その通りの言葉を増村は使っているわけではないが、そのような意味のことを増村は書いている。
関西と関東。それは単なる地理的な違いではない。
関西と関東では光の質が違う。関東では光は穏やかだが、関西では光は明るく強く輝く。これは僕の主観ではなく、科学的にも証明されている。僕は陽光の違いが関西文化と関東文化という二つの異なった文化を作ったのだと思っている。
関西文化に目を向けるならば、陽光の明るさ、強さが人間の持つ欲望を肯定し、そのことによって人間の生を輝かせている。
溝口健二も谷崎潤一郎も関西に移り住んだのは、意志的なものではなく、関東大地震という外部的偶発的な要因に依るものだったが、彼らはそのことによって関西文化に直に触れ、関西文化の中で自分たちの表現を花咲かせた。
『夫婦善哉』の主人公たちも一旦は東京に向かうが、熱海で地震に遭い大阪に戻る。地震はもちろん外部的偶発的なものだが、このエピソードは彼らがどんな人間なのかということを明らかにもしている。
彼らは「貧弱な」光の中で育まれた関東文化の中では生きてはいけない人間たちなのだ。彼らは自分たちの生に率直に従い、泣き、喚き、怒り、暴れ、笑う人間たちなのだ。そんな人間たちが人間の欲望を悪と感じさせるような関東文化の中で生きていけるはずがない。
彼らは客観的に眺めるならば、けっして幸せではないが。スクリーンに描かれる彼らの生は幸福感に充ち満ちている。

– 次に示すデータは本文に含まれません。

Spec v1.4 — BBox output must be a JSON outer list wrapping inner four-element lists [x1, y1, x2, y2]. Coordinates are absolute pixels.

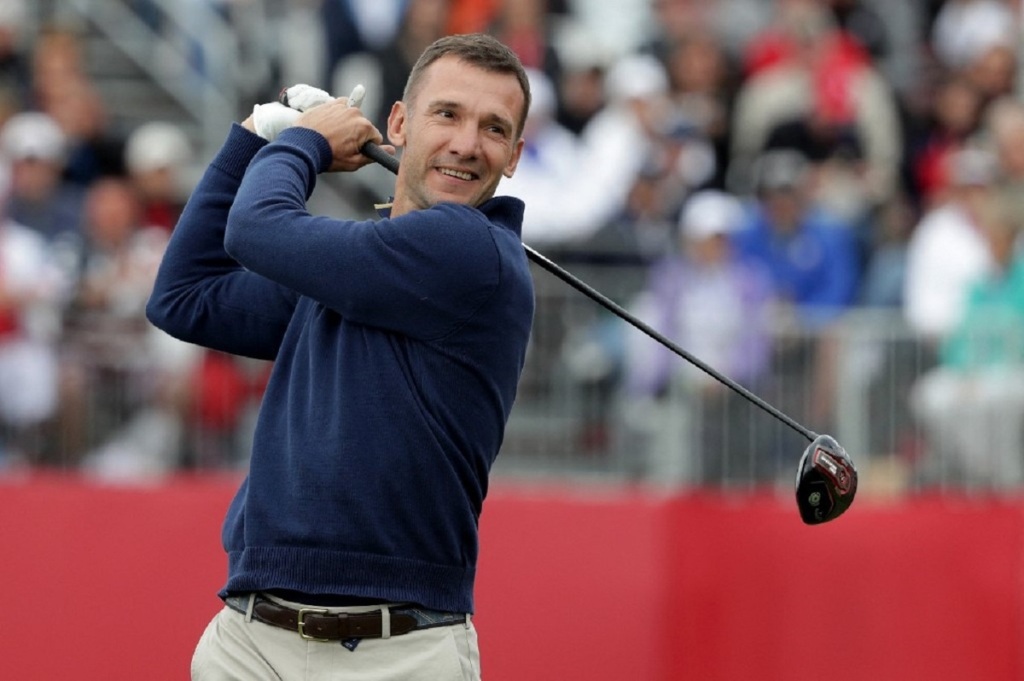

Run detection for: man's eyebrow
[[427, 98, 461, 111]]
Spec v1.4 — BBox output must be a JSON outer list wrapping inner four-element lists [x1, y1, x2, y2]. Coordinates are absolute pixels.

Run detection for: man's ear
[[387, 101, 407, 148], [503, 137, 525, 178]]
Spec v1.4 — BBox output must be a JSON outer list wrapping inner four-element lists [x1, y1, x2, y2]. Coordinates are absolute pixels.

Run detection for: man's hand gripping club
[[244, 83, 393, 173]]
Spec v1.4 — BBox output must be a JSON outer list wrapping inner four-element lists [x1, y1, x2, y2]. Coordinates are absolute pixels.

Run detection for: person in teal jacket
[[911, 188, 1024, 488]]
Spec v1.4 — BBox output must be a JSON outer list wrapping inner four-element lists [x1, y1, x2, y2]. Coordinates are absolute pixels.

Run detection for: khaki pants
[[191, 596, 481, 681]]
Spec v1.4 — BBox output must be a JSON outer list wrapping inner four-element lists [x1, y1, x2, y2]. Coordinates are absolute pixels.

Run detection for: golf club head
[[795, 434, 857, 525]]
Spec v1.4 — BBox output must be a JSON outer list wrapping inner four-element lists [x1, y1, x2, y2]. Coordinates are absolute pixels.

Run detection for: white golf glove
[[280, 83, 335, 112], [252, 84, 335, 141], [251, 101, 300, 141]]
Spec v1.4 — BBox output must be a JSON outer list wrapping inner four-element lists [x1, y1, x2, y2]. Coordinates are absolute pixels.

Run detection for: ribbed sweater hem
[[220, 546, 476, 613]]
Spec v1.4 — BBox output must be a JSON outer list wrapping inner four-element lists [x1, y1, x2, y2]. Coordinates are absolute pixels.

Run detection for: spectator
[[730, 148, 861, 469], [985, 97, 1024, 226], [550, 19, 609, 135], [907, 74, 984, 208], [763, 108, 873, 250], [910, 186, 1024, 488], [45, 76, 126, 186], [903, 145, 997, 342], [962, 41, 1017, 108], [28, 25, 88, 113], [60, 177, 196, 479], [621, 189, 775, 483], [729, 0, 902, 203], [930, 0, 1015, 74], [0, 174, 66, 467], [565, 53, 677, 248], [662, 32, 738, 190], [0, 111, 85, 243], [733, 149, 861, 327], [124, 121, 194, 232]]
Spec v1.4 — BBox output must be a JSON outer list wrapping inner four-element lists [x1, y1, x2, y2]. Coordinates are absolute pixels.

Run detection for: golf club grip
[[361, 142, 400, 174], [358, 142, 817, 443]]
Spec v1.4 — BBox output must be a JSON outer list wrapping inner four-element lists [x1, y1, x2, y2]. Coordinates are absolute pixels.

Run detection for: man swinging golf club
[[148, 34, 533, 680]]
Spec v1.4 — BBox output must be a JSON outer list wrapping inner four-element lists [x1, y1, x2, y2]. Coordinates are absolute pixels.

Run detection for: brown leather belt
[[226, 594, 465, 642]]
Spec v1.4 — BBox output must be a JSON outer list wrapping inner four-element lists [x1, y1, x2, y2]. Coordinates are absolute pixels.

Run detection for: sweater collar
[[375, 196, 525, 238]]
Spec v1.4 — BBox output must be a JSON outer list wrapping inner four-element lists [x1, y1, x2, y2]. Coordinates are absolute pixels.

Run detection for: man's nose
[[448, 122, 481, 157]]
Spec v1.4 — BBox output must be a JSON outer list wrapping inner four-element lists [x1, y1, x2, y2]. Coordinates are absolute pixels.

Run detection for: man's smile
[[436, 166, 478, 181]]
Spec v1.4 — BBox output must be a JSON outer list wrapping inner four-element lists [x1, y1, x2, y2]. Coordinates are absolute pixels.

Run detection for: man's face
[[386, 56, 525, 215], [763, 188, 804, 234]]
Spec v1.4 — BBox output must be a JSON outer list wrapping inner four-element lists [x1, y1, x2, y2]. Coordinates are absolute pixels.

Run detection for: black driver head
[[795, 434, 857, 525]]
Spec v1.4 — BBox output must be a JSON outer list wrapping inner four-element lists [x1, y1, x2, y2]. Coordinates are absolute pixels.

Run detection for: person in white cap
[[0, 111, 84, 241], [621, 189, 775, 483], [0, 162, 67, 468], [124, 121, 194, 231]]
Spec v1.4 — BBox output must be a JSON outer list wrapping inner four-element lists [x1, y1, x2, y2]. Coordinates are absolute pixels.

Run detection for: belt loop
[[465, 613, 471, 630], [381, 605, 391, 639], [245, 593, 256, 623]]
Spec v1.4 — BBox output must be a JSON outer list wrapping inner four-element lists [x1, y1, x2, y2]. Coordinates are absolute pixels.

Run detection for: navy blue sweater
[[146, 124, 534, 613]]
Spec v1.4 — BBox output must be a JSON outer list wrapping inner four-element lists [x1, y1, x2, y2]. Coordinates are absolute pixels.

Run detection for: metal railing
[[2, 253, 1014, 498]]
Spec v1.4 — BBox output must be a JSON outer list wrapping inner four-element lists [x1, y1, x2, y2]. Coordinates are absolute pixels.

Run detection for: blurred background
[[3, 1, 1024, 679]]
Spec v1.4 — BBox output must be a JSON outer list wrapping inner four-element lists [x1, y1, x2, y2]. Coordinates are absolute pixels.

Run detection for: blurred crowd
[[1, 0, 1023, 487]]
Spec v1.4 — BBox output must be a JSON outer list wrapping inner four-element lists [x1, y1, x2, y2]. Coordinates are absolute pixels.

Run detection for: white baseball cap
[[605, 54, 669, 102], [679, 190, 745, 239], [125, 121, 192, 173], [0, 112, 66, 163]]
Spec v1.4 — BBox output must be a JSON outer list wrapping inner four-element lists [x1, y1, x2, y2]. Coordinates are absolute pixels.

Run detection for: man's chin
[[420, 180, 498, 209], [427, 191, 488, 208]]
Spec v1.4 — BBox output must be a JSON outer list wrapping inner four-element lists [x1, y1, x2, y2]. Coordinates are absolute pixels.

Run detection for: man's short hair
[[404, 33, 532, 139]]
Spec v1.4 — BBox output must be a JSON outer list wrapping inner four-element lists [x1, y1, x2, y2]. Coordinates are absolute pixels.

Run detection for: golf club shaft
[[359, 142, 817, 443]]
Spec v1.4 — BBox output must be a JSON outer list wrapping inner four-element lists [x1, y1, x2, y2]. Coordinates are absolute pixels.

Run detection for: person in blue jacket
[[731, 149, 861, 328], [729, 148, 861, 479], [147, 34, 533, 681]]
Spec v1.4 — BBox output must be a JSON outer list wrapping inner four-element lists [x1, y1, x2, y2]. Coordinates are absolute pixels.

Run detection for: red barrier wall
[[2, 475, 1023, 680]]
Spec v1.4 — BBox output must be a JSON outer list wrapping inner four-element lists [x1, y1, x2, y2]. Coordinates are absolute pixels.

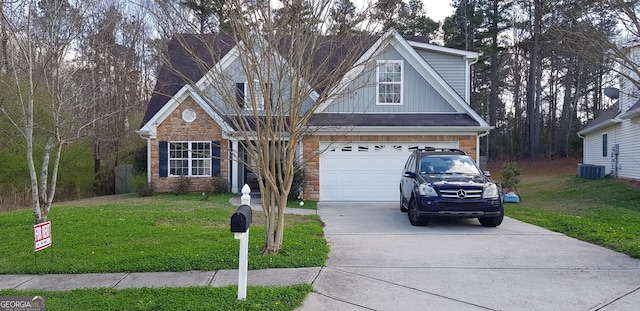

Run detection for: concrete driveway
[[297, 202, 640, 311]]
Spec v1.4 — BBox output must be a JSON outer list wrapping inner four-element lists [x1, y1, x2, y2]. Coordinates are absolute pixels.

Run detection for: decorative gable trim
[[314, 29, 490, 129], [407, 40, 480, 61], [136, 84, 233, 139], [387, 32, 489, 128]]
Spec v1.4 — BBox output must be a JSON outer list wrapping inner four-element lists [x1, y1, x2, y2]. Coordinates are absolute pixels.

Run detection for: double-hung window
[[236, 81, 264, 110], [377, 60, 403, 105], [169, 142, 211, 176]]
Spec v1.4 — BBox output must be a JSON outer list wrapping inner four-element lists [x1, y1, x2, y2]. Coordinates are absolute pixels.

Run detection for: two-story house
[[578, 44, 640, 181], [137, 29, 492, 201]]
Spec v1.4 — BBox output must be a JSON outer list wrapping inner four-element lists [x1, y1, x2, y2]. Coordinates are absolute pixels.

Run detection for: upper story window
[[236, 81, 264, 111], [377, 60, 403, 105], [169, 141, 212, 176]]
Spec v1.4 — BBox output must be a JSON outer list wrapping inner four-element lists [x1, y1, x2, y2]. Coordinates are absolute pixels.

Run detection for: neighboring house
[[578, 45, 640, 180], [137, 29, 492, 201]]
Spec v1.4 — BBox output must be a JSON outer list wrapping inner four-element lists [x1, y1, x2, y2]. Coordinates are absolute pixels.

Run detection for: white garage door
[[319, 141, 459, 201]]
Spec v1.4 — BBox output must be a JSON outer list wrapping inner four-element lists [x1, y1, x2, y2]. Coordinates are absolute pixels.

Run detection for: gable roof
[[578, 103, 622, 136], [140, 30, 490, 132], [143, 33, 236, 125]]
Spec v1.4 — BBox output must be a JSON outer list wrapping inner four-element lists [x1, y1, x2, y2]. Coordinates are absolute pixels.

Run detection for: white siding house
[[578, 44, 640, 180]]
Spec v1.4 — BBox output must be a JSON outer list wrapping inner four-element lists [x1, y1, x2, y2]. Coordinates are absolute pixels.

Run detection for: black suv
[[399, 148, 503, 227]]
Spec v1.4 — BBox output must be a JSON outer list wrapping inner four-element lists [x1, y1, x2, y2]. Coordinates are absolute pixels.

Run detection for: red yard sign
[[34, 221, 52, 252]]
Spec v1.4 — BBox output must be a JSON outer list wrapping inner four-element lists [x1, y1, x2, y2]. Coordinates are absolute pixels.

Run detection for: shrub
[[500, 162, 522, 191], [206, 176, 229, 195], [288, 161, 306, 202], [174, 176, 191, 195], [129, 173, 154, 197]]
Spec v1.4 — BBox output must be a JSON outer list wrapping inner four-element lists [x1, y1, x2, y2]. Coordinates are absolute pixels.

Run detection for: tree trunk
[[488, 0, 499, 161], [555, 60, 574, 158], [527, 0, 542, 162]]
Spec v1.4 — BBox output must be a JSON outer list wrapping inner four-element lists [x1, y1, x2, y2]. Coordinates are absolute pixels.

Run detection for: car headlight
[[483, 183, 499, 199], [419, 183, 437, 197]]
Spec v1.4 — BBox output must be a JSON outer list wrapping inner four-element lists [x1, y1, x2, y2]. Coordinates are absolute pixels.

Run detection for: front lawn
[[505, 175, 640, 258], [0, 194, 328, 274], [0, 284, 312, 311]]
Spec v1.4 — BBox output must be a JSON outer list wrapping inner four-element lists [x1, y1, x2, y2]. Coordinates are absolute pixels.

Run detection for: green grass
[[0, 194, 328, 274], [505, 176, 640, 258], [0, 284, 312, 311]]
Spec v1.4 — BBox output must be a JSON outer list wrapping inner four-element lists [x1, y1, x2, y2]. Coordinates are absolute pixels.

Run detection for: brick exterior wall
[[148, 97, 478, 199], [302, 134, 477, 201], [150, 97, 228, 193]]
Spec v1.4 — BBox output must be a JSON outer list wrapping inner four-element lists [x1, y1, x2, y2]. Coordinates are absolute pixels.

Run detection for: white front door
[[319, 142, 459, 201]]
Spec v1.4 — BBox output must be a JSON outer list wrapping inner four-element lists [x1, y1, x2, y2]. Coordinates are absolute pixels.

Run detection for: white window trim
[[243, 80, 264, 111], [376, 60, 403, 106], [169, 141, 212, 177]]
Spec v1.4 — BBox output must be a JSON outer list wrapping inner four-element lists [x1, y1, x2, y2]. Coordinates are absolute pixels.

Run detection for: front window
[[377, 60, 403, 105], [169, 142, 211, 176]]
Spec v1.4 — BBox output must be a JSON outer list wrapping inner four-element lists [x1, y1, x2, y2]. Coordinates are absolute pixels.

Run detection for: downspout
[[466, 56, 480, 103]]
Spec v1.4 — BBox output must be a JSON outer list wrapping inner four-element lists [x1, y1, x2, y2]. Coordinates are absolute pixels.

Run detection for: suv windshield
[[419, 155, 481, 175]]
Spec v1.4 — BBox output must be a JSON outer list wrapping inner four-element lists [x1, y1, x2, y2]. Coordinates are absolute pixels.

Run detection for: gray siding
[[416, 49, 467, 99], [203, 55, 314, 115], [323, 46, 456, 113]]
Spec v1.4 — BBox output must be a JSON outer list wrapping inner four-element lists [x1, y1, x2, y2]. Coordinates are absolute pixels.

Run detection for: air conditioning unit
[[577, 164, 605, 179]]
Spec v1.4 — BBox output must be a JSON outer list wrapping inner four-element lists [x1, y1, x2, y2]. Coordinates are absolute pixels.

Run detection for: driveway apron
[[297, 202, 640, 311]]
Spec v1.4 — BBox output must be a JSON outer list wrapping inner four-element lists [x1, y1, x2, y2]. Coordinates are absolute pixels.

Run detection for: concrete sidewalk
[[0, 268, 321, 291]]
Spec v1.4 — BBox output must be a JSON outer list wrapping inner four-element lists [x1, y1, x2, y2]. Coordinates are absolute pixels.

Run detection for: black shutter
[[236, 82, 245, 108], [212, 141, 221, 176], [159, 141, 168, 177]]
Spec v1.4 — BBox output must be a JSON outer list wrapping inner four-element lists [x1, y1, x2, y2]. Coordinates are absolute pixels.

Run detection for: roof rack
[[414, 147, 467, 155]]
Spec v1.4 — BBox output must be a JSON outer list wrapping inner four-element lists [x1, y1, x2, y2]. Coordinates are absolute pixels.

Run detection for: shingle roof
[[143, 33, 236, 124], [308, 113, 479, 127], [142, 33, 451, 128], [579, 102, 620, 134]]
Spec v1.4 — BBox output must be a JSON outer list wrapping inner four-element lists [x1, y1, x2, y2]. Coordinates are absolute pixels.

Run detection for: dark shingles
[[308, 113, 479, 127], [141, 33, 451, 127], [142, 34, 236, 124], [580, 103, 620, 133]]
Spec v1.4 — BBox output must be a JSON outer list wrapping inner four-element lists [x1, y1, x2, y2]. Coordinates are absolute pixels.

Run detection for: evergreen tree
[[371, 0, 438, 37], [329, 0, 364, 35]]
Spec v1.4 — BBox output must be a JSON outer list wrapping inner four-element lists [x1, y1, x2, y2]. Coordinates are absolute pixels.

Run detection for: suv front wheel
[[478, 205, 504, 227], [408, 198, 429, 226]]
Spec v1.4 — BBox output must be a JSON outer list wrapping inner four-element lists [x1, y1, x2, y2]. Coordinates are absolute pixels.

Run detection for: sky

彼らは「一緒にいたい」という欲望に天真爛漫に従って生きている。彼らはけっしてお金にきれいな人間たちではないが、最後の最後には「一緒にいたい」という欲望を優先させる。
彼らの間にあるものは純愛としか名付けようがないものなのだが、この極めて関東文化的である純愛という言葉は誤解を招くだろう。
純愛という言葉はしばしば欲望を否定するものとして解釈されるし、それが正しいのかもしれないが、ここでは純愛という言葉は欲望の全的肯定の上に成り立っている言葉なのだ。だからこの純愛映画は観る者を幸福感で包む。
『夫婦善哉』は愛が精神的愛と肉体的愛に分離してしまっている関東文化的文化の中で生きる人間たちこそが観るべき映画だろう。
欲望の全的肯定の上で成り立つ愛は限りなく優しい。
だからラスト・シーン、降り頻る雪の中を寄り添うようにして歩く二人の後ろ姿は心に残る。